I’ve taken that lesson to heart, and thus try to provide opportunities for such expansive public writing in all my classes. And it certainly proved true in my summer Bread Loaf course. Reading/viewing/listening to the final projects left me breathless, from high school students and their teacher in Vermont working with brand new immigrant youth through a new course on media literacy; to high schoolers in Illinois taking on a narrative action project aimed at using podcasts to document the construction of a digital archive for the Mother Jones Museum; to the development of a new spoken word project at a Massachusetts high school where students will use poetry to act as teachers, advocates, and agents of positive change; to Kentucky teachers and students creating a new course—Cooking 101—that will introduce students to planting and gardening and harvesting skills as well as to cooking what they grow and studying its economic and environmental footprint, to . . . well, I could go on and on. These projects are the epitome of assignments that make things happen in the world, and that keep on giving gifts to the students who carry them out. I can hardly wait for the report that should begin to trickle in as the year begins and the Bread Loafers put these projects into place.
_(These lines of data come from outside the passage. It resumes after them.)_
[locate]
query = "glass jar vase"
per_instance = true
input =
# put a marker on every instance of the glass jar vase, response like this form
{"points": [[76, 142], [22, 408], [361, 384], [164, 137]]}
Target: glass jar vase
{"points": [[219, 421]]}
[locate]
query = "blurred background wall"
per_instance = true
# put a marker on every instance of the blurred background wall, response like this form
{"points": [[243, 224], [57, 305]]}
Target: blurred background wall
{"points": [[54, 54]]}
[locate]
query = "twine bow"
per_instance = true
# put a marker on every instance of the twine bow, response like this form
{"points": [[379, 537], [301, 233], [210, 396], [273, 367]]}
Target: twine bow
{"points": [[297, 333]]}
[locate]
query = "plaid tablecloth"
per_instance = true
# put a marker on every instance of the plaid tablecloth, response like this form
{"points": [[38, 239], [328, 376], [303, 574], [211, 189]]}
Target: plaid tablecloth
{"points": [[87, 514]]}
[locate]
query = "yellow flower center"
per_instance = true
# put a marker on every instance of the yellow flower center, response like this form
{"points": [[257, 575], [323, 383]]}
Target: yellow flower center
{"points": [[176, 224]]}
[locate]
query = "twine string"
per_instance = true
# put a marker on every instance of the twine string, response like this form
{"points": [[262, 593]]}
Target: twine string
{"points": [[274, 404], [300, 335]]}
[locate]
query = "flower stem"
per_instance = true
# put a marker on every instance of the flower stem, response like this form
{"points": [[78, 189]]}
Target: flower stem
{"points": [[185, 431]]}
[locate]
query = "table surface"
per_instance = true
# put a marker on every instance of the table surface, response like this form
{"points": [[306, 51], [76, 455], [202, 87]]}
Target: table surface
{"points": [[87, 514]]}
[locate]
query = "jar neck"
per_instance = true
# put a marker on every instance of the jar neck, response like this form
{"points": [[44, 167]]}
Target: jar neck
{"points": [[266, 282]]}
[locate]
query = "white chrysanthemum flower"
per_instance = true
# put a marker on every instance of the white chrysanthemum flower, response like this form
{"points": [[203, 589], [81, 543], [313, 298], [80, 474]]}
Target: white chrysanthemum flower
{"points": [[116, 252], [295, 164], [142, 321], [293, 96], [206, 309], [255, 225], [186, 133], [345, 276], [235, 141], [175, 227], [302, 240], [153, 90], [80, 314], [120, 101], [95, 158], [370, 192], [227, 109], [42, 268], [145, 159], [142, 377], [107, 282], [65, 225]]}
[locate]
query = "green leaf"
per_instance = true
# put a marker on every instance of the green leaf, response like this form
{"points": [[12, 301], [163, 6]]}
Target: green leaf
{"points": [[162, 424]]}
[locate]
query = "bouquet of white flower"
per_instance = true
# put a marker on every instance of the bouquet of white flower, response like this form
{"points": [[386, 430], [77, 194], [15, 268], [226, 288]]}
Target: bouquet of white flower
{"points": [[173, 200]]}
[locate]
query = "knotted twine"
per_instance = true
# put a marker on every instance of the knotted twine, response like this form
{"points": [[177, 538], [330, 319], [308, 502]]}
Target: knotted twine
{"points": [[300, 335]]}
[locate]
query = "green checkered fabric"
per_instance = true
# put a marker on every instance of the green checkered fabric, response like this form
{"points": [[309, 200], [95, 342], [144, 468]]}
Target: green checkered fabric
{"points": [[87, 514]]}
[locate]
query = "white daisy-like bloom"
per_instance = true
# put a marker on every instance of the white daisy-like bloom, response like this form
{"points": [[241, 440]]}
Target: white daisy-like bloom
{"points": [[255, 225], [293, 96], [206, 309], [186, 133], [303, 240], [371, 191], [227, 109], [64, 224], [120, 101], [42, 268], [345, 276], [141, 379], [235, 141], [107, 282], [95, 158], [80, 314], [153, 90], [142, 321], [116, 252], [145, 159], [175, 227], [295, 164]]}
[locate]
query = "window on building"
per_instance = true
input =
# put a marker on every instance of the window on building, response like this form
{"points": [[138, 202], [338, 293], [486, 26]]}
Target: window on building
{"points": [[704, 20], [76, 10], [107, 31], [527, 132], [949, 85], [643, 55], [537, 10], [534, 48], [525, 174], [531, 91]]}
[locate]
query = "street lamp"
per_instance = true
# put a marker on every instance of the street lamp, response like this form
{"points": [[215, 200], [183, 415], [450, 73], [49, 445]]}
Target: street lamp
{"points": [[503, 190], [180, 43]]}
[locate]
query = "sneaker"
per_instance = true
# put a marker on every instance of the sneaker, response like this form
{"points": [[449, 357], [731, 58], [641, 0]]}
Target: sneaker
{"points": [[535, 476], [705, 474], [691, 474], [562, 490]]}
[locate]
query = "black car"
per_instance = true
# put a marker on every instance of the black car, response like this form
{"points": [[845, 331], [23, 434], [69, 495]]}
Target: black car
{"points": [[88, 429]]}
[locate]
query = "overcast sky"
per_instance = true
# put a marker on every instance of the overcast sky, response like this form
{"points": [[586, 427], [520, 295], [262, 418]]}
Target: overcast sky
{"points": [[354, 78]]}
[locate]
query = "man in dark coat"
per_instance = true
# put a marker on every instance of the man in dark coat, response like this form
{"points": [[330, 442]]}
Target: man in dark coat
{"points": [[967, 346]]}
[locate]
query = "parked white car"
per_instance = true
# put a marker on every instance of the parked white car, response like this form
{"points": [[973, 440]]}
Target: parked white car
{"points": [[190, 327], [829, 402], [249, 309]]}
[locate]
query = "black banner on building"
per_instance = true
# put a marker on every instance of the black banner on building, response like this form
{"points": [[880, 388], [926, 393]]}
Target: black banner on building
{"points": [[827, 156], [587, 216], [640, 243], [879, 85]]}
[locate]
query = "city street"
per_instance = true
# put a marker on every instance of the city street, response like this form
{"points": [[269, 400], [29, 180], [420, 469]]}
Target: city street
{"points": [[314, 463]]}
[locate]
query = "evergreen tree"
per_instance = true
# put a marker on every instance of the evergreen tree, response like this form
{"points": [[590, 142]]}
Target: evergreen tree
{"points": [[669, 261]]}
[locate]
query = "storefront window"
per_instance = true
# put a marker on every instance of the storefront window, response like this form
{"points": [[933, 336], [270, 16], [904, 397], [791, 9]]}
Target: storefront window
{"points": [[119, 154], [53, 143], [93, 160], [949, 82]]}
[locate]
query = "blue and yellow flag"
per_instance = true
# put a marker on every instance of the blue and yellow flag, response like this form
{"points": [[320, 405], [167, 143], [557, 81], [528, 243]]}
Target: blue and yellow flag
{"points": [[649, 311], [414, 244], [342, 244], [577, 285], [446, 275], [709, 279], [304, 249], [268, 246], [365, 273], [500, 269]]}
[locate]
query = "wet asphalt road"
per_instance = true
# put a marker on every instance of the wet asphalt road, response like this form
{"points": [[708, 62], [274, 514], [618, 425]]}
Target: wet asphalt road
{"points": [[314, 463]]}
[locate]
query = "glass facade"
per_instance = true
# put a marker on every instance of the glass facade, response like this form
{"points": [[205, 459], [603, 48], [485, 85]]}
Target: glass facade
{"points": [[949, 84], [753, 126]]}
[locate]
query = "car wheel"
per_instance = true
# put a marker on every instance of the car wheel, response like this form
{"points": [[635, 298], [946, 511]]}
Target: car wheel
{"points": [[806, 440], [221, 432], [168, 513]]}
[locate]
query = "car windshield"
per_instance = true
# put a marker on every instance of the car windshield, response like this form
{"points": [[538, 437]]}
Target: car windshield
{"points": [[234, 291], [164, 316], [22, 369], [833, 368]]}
So I was thinking a lot about the wonderful bounty of good and purposeful writing for change during a recent visit to the University of South Carolina’s writing program. There I met with faculty and graduate student instructors who were preparing for the first days of class and working on curricula. The two first-year courses they teach allow for writing that makes good things happen, and while some brand new teachers will take it slow, all seemed committed to the idea of fostering writing that is active and engaged. I spent a delightful day talking with the teachers about the major issues they face in the classroom: too-large classes, too little resources provided from upper administration, and all challenges of turning a disparate bunch of college frosh into a learning community. They were full of brilliant ideas and, as I always am at this time of year, “fired up and ready to go.”
On my way out after a day of meetings, the Associate Director of the program, Nicole Fisk, gave me a gift, a book written together with the students in her first-year class, which had taken a service learning turn. The students and their teacher had gotten to know a displaced Syrian student, a refugee, studying at their university, and they had talked with her about her experiences. Out of these discussions grew their project: they would study the refugee crisis in Syria and would try their hands at writing a children’s book to raise awareness of the war(s) in Syria and the suffering of countless children. I Had a Home in Syria is the result of their collaboration; together, they wrote it, worked with an illustrator, published it (Grog Blossom Press in Columbia, SC), sold the book online, and mounted a GoFundMe campaign. All proceeds went toward the tuition of the Syrian student they had gotten to know. One of the students who worked on the project later said, “I was somewhat opposed to helping refugees before taking this class, just because that’s what the status quo was, but once you meet a refugee face to face, everything changes.” That’s writing and acting for change . . . and using writing to make something good happen in the world. When I think of all the projects like the ones I’ve described here, happening all over the United States, it gives me cause for hope and reaffirms my belief in all our students.